Considering that one client does not want to lent us their ultra-mega-super sensitive data. So we advise them to cryptograph it using our public GPG key, and they did. So we have cryptographic data, and our procedures ensure that only the analyst who will be working with this client's data will have the chance to peek into their super-sensitive data. 

I also have set up a network topology where no one can leak client's data, by using subnets that are not connected to the internet, and only within this particular client's subnet the analyst can see their data. The only method for the analyst to leak sensitive information would be by taking pictures of his screen and paginate throughout 20GB of text, taking pictures to have them OCR'ed after, well, we can't be 100% completely secure all the time.
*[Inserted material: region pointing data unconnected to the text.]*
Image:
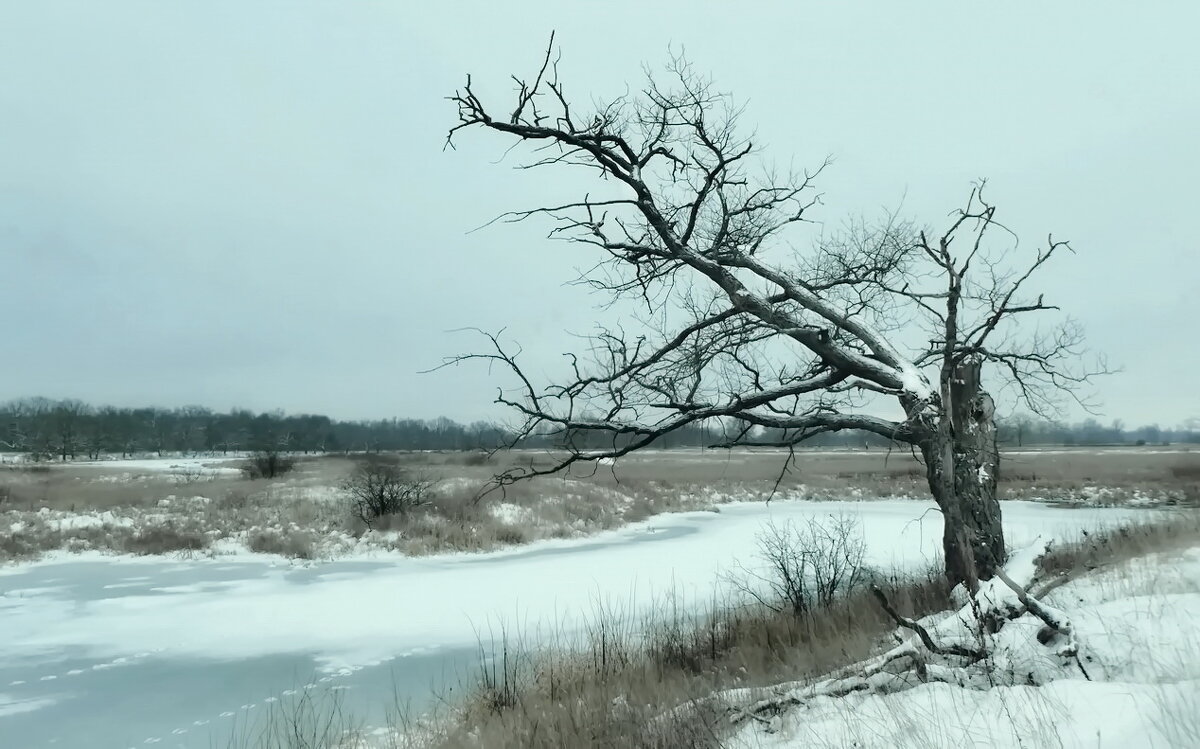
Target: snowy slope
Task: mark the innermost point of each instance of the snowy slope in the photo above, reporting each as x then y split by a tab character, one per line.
1139	627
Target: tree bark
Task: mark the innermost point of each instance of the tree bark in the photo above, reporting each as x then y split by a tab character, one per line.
961	463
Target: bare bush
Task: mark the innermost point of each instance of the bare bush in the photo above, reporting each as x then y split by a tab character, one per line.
294	544
379	489
268	465
165	539
805	565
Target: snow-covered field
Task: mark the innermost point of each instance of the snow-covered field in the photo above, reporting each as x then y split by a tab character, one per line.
88	643
1139	635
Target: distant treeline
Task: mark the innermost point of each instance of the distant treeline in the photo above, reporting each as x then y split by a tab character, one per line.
71	429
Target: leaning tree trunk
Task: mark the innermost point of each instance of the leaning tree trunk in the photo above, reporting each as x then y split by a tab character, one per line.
961	462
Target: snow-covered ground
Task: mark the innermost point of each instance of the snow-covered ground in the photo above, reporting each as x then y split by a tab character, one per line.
1139	635
205	466
88	642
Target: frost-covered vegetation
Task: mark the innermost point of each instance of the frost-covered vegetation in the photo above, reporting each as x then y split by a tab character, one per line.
1120	665
208	505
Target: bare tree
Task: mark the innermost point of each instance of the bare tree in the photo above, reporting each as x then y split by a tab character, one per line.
738	325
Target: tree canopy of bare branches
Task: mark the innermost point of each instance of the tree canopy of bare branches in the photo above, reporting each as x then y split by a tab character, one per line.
775	343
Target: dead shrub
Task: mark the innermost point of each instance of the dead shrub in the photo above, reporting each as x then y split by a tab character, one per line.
268	465
163	539
805	565
381	489
294	544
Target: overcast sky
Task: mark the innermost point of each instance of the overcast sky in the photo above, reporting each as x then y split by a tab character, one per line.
246	203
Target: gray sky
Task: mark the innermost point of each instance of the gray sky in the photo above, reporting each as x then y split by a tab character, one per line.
237	203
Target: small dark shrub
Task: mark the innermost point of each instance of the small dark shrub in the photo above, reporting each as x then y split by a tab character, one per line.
268	465
294	544
165	539
381	489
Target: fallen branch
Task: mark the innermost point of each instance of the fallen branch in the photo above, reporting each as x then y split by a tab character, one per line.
1051	617
925	639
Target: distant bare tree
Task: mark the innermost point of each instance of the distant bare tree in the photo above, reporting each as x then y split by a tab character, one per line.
737	324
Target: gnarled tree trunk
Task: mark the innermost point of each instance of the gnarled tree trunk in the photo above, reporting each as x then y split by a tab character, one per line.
961	463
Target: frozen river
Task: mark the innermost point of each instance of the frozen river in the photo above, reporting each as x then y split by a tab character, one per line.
117	652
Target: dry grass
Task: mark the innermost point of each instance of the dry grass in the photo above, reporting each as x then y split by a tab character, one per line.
275	516
616	687
622	684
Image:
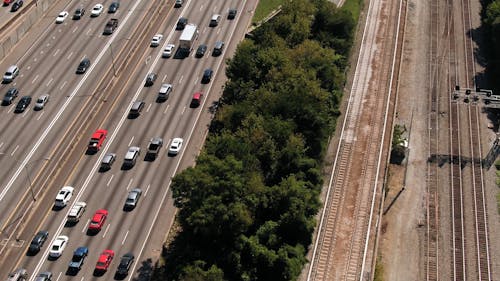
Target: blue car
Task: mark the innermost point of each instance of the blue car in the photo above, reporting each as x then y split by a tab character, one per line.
78	258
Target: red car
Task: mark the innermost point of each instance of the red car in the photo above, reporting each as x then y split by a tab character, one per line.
97	139
98	220
196	100
104	260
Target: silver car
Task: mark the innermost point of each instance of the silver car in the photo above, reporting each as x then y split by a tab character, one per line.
133	198
41	101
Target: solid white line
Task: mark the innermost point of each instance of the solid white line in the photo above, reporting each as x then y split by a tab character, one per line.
125	238
14	151
129	183
110	179
106	231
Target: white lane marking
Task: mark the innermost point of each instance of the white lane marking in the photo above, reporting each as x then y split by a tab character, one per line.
14	151
125	238
106	231
129	183
110	179
40	115
85	225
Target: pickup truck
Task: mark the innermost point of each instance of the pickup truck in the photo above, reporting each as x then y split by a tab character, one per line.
76	212
110	26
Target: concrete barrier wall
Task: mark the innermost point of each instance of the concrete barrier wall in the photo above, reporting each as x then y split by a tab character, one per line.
16	29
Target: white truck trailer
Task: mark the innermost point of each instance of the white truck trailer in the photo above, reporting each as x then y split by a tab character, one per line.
186	41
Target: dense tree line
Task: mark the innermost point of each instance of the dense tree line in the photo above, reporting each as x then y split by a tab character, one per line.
246	210
491	21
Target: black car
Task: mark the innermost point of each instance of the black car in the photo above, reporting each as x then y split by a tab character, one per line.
150	79
23	103
181	23
113	7
79	13
207	75
38	241
201	50
18	4
10	96
125	263
82	67
232	14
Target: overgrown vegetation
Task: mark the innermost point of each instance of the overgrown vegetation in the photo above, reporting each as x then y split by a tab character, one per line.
247	208
398	148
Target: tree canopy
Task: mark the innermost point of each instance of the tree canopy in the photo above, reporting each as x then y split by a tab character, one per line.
247	209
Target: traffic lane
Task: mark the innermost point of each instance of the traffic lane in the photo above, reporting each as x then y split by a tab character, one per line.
52	103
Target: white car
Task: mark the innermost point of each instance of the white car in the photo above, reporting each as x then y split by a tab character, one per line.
41	101
155	42
58	246
61	17
169	50
64	196
175	146
97	10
When the work is done and the final report generated, we need to deliver it to the client. And to make sure that DBAs or Front-end developers also cannot even take a peek at client's data. With simple plpgsql, triggers and pgcrypto, is possible:

# CREATE TABLE pubkeys (client character varying, pubkey character varying);

The pubkey should be the pubkey from client.

# CREATE TABLE crypt_reports(client character varying, report bytea);

The report will contain automatically cryptographed report for the client.

# CREATE EXTENSION pgcrypto;

Activate the cryptographic extension.

# CREATE OR REPLACE FUNCTION my_pub_crypt() RETURNS trigger LANGUAGE plpgsql AS $$
# DECLARE
# pubkey character varying;
# pubkey = (select pubkey from pubkeys where client = NEW.client);
# NEW.report = (select pgp_pub_encrypt_bytea(NEW.report,dearmor(pubkey));
# RETURN NEW;
# END;$$;

# CREATE TRIGGER insert_report BEFORE INSERT ON crypt_reports FOR EACH ROW EXECUTE PROCEDURE my_pub_crypt();

After procedure and trigger are set, then every time anything is inserted into report column it will be cryptographed using the client's pubkey. So, the following statement:

# INSERT INTO crypt_reports('client','The sensitive report');

Would produce the following:

# SELECT * FROM crypt_reports;

"client";"\301\301L\003X\224\343)\023\353\016\003\001\017\377g3)\221\241\177\035\272\220\011\017\331\015N\036\324\244\304 ,9v*j-n>\200\206\241\217\244H\004,\316\266A\335\235Tb\217y\016\213>\377\304\221o;\177\210(M'a\251\264d\014\3768\242\344*?\036aS\354\230\375\230u (...)"

To return the cryptographed file to the client, the front-end should create the file:

# COPY (select encode(report,'hex') from crypt_reports where client = 'client') TO '/tmp/report.out';

We still have to reverse the encoding:

bash:~# xxd -p -r /tmp/report.out > report.out.gpg

And then the client can decrypt his report:

bash:~# gpg -d report.out.gpg > report.out

# echo EOF